Cognitive Presence: How will you encourage critical thinking and reflection?
Also, describe how you’ll know whether each presence was established. We will encourage critical thinking and reflection by designing activities that prompt learners to move beyond sharing experiences towards analyzing and applying strategies. In the asynchronous forum, prompts will invite participants to analyze strategies from resources then reflect on possible barriers to inclusion. The collaborative Padlet will serve as a shared knowledge-building space where learners co-create a “toolbox of inclusive strategies”, reinforcing integration of ideas. During the synchronous session, we will revisit key ideas from the readings, map them to our shared RRU experiences, and guide learners into scenario-based problem solving using “It’s Not Always a Blue Sky” challenge on the Zoom whiteboard. These structured discussions will invite learners to integrate concepts with authentic facilitation dilemmas, and the second Padlet will extend this reflection as they consider how struggling communities can be supported. We will know cognitive presence is established when participants reference readings, build on each other’s insights, and propose concrete strategies for addressing facilitation challenges (Vaughan et al., 2013). 


Team Roles

  • Project Manager – Stephen
  • Timeline Coordinator – Marion
  • Synchronous Session Lead – Weri
  • Forum Facilitator – Marion
  • Tech Support & Tools – Weri

References

Vaughan, N. D., Cleveland-Innes, M., & Garrison, D. R. (2013). Facilitation. In Teaching in blended learning environments: Creating and sustaining communities of inquiry (pp. 65–102). Athabasca University Press.

By Marion

Student & Instructor

One thought on “Facilitation Plan”
  1. Marion, Weri and Stephen,

    Thank you for posting this draft. Your week looks to be both reflective and engaging.
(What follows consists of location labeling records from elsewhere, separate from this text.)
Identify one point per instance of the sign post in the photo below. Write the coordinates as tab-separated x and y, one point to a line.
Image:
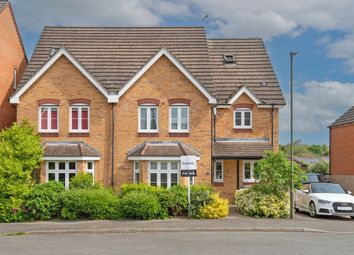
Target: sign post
189	169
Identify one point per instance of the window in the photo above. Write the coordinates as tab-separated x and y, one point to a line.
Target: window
136	172
90	169
79	118
243	118
163	174
148	118
61	171
179	118
48	119
248	171
219	171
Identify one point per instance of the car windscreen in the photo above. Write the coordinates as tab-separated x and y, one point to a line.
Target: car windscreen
327	188
312	178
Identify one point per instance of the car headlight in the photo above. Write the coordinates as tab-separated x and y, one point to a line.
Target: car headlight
321	201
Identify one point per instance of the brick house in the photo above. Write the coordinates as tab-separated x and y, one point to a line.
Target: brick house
341	147
125	103
12	62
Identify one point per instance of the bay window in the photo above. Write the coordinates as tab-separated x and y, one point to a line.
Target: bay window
48	118
163	174
179	118
79	118
148	118
243	118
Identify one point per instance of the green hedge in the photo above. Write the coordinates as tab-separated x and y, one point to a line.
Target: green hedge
44	202
89	204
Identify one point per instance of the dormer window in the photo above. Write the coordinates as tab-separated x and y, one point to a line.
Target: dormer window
229	59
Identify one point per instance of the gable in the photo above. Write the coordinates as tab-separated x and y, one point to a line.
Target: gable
177	64
15	99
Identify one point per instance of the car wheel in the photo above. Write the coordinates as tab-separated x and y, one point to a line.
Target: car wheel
312	209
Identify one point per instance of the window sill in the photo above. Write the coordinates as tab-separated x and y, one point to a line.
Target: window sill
79	134
148	134
44	134
243	130
176	134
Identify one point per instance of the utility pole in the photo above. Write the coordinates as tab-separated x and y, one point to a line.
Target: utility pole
292	213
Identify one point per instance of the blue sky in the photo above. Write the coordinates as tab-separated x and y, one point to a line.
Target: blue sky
320	30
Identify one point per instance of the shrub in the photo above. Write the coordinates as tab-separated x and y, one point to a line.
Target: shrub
273	172
90	204
251	202
140	205
44	201
218	208
20	153
83	181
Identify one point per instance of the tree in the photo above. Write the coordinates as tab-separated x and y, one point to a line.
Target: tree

A few things to consider in your planning process going forward, all of which are merely suggestions and not directions:

    1. Your learning outcome is solid and doable with the resources and activities you’ve chosen
    2. In the section about your synchronous session, you list: “Icebreaker: Discuss the results of the Moodle icebreaker. Live recap and reveal”. This sounds very fun! I don’t see a reference to the Moodle activity elsewhere in your plan but I may have missed it.
    3. You may want to consider narrowing your focus. For example, in this prompt: “Think of an online class or learning community where some people weren’t engaged or felt excluded. What were contributing factors, and what did the facilitator do (or could have done) to keep it engaging and inclusive” could go deeply into engagement strategies (which is what I think your resources are) but also into deeper issues of inclusion/exclusion that are systemic like racism, homophobia or ableism, which are huge topics.
    4. I’m so stoked (Hi, I’m Gen X) that you’re using the team roles.

    I am really looking forward to your facilitation week!